C# – Convert ANSI (Windows 1252) to UTF8 in C#

ccharacter encodingnetspecial charactersstring

I've asked this before in a round-about manner before here on Stack Overflow, and want to get it right this time. How do I convert ANSI (Codepage 1252) to UTF-8, while preserving the special characters? (I am aware that UTF-8 supports a larger character set than ANSI, but it is okay if I can preserve all UTF-8 characters that are supported by ANSI and substitute the rest with a ? or something)

Why I Want To Convert ANSI → UTF-8

I am basically writing a program that splits vCard files (VCF) into individual files, each containing a single contact. I've noticed that Nokia and Sony Ericsson phones save the backup VCF file in UTF-8 (without BOM), but Android saves it in ANSI (1252). And God knows in what formats the other phones save them in!

So my questions are

  1. Isn't there an industry standard for vCard files' character encoding?
  2. Which is easier for my solving my problem? Converting ANSI to UTF8 (and/or the other way round) or trying to detect which encoding the input file has and notifying the user about it?

tl;dr
Need to know how to convert the character encoding from (ANSI / UTF8) to (UTF8 / ANSI) while preserving all special characters.

Best Answer

You shouldn't convert from one encoding to the other. You have to read each file using the encoding that it was created with, or you will lose information.

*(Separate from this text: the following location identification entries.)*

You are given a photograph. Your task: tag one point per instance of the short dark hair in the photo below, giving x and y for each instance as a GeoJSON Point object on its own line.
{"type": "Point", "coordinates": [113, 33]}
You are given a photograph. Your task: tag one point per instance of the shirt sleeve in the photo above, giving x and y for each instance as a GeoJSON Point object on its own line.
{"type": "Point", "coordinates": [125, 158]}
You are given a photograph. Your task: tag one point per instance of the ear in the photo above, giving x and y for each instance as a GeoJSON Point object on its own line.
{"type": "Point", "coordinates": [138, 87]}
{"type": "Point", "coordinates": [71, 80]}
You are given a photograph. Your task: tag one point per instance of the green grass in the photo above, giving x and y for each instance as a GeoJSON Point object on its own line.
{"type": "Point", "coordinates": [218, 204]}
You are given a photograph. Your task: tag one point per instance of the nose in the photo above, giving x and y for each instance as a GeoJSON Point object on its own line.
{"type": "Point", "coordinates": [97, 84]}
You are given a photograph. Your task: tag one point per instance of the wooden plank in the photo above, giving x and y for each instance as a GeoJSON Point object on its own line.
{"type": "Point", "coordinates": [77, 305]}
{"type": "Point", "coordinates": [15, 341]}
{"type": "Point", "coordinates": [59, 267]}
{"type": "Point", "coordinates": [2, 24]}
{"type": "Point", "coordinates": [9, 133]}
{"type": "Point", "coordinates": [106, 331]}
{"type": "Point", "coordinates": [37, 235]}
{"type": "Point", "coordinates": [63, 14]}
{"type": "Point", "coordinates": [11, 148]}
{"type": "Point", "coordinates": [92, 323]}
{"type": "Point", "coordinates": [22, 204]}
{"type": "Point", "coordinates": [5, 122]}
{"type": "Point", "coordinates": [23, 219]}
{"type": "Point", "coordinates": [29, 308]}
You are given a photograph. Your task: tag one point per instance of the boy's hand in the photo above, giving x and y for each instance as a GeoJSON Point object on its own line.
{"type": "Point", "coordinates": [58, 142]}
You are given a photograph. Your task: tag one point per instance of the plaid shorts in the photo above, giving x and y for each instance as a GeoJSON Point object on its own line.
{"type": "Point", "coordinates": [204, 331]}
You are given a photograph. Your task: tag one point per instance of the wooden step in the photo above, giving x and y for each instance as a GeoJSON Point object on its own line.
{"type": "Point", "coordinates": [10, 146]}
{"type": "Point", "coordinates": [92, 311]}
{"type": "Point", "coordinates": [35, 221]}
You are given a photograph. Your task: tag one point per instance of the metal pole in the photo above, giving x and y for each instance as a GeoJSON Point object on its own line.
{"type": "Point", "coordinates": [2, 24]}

Once you read the file using the correct encoding you have the content as a Unicode string, from there you can save it using any encoding you like.

If you need to detect the encoding, you can read the file as bytes and then look for character codes that are specific for either encoding. If the file contains no special characters, either encoding will work as the characters 32..127 are the same for both encodings.